Implementing a ImageGetter is straight and simple; you pass an ImageGetter object to be use to fetch the images that later will be use to fill the placeholders. In order to fetch the images the ImageGetter object must implement the getDrawable method. The getDrawable method must return the Drawable object that will fill the placeholder; but, if null is returned the generic image placeholder will be used instead (see implementation below).
String s = Html.fromHtml(htmlContent, new ImageGetter() {
@Override
public Drawable getDrawable(String source)
{
return null;
}
}
,null);
Implementing a ImageGetter is straight and simple; you pass an ImageGetter object to be use to fetch the images.

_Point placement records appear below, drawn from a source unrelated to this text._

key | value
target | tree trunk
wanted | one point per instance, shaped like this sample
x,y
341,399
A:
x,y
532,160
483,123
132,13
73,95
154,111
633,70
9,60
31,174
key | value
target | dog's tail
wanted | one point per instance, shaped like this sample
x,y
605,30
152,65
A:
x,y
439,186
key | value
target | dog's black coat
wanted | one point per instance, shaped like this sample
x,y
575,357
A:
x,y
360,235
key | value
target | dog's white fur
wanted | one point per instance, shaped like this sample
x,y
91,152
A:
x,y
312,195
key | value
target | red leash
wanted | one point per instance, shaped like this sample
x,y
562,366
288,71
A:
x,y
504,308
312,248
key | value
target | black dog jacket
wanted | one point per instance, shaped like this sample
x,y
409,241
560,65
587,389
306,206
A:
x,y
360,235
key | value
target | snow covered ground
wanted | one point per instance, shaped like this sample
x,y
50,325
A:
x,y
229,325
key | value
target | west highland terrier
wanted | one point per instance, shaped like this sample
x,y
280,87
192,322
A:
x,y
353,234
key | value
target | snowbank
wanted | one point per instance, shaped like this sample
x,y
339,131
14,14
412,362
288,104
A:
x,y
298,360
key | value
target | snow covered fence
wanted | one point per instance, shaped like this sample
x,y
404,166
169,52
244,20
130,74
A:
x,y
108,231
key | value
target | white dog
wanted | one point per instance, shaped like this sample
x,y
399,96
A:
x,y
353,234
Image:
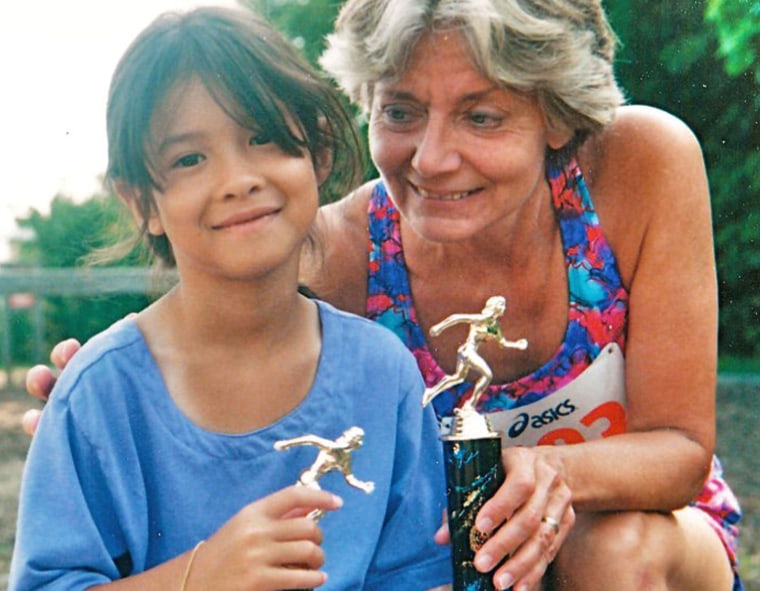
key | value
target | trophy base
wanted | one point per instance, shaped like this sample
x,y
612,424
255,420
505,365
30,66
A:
x,y
468,425
474,472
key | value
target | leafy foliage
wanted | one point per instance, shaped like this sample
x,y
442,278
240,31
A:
x,y
671,58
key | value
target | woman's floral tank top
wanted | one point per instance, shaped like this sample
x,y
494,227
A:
x,y
579,393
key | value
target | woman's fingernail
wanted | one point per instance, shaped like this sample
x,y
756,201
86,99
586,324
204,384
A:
x,y
485,525
505,581
483,562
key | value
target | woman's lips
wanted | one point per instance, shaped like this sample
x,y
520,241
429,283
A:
x,y
442,195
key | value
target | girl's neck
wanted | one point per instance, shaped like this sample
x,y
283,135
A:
x,y
236,360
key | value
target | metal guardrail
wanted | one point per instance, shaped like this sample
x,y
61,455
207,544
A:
x,y
25,287
81,281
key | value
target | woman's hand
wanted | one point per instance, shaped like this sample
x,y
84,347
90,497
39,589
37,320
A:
x,y
268,545
40,380
534,504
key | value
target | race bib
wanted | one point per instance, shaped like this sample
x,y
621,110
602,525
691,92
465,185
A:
x,y
590,407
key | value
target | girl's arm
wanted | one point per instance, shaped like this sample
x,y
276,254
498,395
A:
x,y
268,545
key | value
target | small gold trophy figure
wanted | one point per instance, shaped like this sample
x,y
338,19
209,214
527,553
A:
x,y
333,455
472,450
483,326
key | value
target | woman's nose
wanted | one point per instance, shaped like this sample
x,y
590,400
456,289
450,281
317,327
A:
x,y
436,151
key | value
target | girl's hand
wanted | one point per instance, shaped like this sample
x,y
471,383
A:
x,y
40,380
534,505
268,546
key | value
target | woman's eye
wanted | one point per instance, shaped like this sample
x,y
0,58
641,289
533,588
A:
x,y
398,114
260,138
482,119
188,161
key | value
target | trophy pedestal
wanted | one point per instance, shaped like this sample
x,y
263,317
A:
x,y
474,471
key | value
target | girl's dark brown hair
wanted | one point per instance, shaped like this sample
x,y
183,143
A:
x,y
252,72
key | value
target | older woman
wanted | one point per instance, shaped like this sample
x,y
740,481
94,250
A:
x,y
508,167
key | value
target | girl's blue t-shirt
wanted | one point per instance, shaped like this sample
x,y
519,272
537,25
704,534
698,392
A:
x,y
118,480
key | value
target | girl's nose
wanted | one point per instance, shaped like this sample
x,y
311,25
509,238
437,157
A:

The way you fetch the images will vary depending on your application needs; so for this example I will fetch the images directly to an InputStream object (sometimes the best way could be saving them to a folder in the SD card).
Fetch Method
public InputStream imageFetch(String source)throws MalformedURLException,IOException {
URL url = new URL(source);
Object o = url.getContent();
InputStream content = (InputStream)o;
// add delay here (see comment at the end)
return content;
}
Fully Implemented Method
String s = Html.fromHtml(htmlContent, new ImageGetter() {
@Override
public Drawable getDrawable(String source) {
Drawable d = null;
try {
InputStream src = imageFetch(source);
d = Drawable.createFromStream(src, “src”);
if(d != null){
d.setBounds(0,0,(d.getIntrinsicWidth(),
d.getIntrinsicHeight());
}
} catch (MalformedURLException e) {
e.printStackTrace();
} catch (IOException e) {
e.printStackTrace();
}
return d;
}
},null);
TextView t = (TextView)findViewById(R.id.textOutput);
t.setText(s);
One thing to consider is big images may need more time to download so depending on the connection you app may not be able to load all images. Some people work around this by saving the images on the SD card; however, I have gotten around this issue by running this method asynchronously while putting a slight delay on the imageFetch function (right before returning the content).